Setting up a Federation between two different environments, on both sides, SiteMinder acts as IDP and SP.
[05/17/2016][08:30:07][12418][2661268336][][FWSBase.java][isValidSession][Found SESSION cookie: SMSESSION]
[05/17/2016][08:30:07][12418][2661268336][][FWSBase.java][isValidSession][Trying to validate using SMSESSION cookie.]
[05/17/2016][08:30:07][12418][2661268336][][FWSBase.java][isValidSession][Session ID is: /Pz43N5w8p45IpngiB4YrAcN3ec=]
[05/17/2016][08:30:07][12418][2661268336][][FWSBase.java][isValidSession][Session Spec is: Ce784eYnjA [...] ]
[05/17/2016][08:30:07][12418][2661268336][][FWSBase.java][isSessionIdle][Verifying validity of session cookie [SMSESSION] retrieved]
[05/17/2016][08:30:07][12418][2661268336][][FWSBase.java][isSessionIdle][Request doesn't contain session ID header. Session cookie[SMSESSION]is not valid.]
Siteminder all versions;
The Federation Service finds an existing SMSESSION cookie. It finds the Session ID and Session Spec value from that cookie.
But when it tries to verify the validity of this retrieved session cookie, it complains that there is no "Session ID" *header*.
So, the problem is the lacking of a Session ID header.

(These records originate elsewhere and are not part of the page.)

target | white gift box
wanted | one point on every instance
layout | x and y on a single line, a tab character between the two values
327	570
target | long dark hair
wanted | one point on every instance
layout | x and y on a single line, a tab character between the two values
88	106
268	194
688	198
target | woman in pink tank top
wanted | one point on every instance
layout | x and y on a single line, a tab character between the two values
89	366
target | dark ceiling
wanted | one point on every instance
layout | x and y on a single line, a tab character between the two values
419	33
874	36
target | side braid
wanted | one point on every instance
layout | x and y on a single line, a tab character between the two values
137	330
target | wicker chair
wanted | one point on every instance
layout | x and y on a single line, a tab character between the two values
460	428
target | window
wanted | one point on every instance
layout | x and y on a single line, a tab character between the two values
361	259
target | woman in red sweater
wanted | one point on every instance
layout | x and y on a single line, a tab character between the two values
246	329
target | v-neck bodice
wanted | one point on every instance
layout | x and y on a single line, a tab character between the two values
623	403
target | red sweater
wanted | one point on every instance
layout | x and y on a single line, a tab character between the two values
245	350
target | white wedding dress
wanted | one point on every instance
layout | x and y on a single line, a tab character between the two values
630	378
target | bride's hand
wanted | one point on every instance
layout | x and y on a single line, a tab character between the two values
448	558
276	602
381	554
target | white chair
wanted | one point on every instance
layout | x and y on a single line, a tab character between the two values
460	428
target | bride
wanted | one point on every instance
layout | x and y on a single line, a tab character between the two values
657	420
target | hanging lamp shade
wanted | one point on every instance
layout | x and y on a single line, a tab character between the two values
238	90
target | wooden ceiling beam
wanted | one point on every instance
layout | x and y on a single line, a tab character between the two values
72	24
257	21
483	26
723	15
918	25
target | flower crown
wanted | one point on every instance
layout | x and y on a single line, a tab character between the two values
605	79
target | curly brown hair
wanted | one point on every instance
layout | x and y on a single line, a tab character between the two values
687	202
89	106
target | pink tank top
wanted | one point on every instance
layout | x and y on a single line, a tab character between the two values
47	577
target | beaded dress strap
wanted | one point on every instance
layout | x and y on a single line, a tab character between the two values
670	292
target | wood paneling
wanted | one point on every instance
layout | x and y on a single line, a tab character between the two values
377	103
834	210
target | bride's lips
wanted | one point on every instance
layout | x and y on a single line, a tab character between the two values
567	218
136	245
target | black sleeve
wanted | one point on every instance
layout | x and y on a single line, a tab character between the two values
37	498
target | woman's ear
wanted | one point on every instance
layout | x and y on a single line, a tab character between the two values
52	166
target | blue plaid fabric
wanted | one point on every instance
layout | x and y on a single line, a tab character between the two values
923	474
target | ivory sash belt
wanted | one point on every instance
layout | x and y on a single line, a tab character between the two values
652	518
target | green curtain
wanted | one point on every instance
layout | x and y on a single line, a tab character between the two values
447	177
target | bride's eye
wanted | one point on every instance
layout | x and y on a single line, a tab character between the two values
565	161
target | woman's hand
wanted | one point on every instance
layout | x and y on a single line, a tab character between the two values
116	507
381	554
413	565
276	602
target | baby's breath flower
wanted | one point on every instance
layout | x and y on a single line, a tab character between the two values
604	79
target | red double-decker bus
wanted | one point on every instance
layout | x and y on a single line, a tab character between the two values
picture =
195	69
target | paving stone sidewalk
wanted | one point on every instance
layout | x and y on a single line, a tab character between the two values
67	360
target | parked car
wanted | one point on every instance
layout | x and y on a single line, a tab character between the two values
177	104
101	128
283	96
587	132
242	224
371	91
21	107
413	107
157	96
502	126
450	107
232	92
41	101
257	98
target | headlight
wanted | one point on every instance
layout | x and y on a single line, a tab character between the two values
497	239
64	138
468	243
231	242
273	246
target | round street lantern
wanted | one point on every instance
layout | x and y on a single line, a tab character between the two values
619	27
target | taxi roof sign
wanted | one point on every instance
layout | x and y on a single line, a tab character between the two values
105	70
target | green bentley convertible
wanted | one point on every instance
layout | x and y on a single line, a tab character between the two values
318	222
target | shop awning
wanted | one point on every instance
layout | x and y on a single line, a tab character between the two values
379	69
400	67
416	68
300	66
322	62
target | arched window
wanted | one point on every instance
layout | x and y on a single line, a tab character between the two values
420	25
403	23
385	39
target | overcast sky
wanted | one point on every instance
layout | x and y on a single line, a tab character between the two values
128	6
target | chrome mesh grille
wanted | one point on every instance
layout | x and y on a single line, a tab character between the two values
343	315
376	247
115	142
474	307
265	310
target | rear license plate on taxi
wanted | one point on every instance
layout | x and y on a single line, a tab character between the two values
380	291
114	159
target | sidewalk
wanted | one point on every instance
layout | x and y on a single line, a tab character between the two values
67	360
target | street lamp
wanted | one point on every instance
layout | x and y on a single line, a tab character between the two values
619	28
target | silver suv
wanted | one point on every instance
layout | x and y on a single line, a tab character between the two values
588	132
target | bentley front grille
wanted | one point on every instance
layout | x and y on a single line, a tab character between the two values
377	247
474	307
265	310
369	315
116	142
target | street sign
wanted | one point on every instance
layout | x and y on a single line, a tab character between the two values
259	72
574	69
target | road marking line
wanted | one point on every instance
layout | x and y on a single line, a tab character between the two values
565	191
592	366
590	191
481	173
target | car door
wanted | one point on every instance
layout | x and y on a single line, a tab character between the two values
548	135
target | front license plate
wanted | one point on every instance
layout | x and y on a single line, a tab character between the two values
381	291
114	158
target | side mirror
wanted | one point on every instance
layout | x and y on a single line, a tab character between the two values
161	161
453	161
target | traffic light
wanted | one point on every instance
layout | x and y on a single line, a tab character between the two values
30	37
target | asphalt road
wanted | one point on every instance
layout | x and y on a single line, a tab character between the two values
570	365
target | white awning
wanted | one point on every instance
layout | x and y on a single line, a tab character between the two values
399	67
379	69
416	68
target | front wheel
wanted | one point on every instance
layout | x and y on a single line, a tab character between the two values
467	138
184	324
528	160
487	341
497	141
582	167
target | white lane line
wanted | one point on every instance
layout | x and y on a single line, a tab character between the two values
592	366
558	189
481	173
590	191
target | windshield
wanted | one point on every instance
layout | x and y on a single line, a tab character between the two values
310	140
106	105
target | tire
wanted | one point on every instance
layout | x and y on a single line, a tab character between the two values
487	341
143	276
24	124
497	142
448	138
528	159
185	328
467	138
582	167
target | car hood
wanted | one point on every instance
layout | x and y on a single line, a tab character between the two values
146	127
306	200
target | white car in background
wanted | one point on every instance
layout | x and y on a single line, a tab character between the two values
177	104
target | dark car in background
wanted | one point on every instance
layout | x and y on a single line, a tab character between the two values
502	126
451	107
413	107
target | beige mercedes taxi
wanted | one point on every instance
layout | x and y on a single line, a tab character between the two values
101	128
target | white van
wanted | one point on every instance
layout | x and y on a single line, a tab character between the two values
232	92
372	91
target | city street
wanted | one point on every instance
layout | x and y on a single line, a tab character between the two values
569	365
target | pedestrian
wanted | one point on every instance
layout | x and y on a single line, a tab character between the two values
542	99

As a result, it ignores this session cookie and says "Session cookie [SMSESSION] is not valid" and redirects to the authentication URL.
Because of the ignoreurl=/affwebservices/public ACO parameter, the URL that contains /affwebservices/public will not get authorized, hence the required headers will not be set.
So when affwebservices decoded the SMSESSION it was fine, but later when it relied on headers set from normal CA Access Gateway (SPS) / Web Agent it would not find them, due to this Federation Service will fail to validate the session and redirecting back to Authentication URL.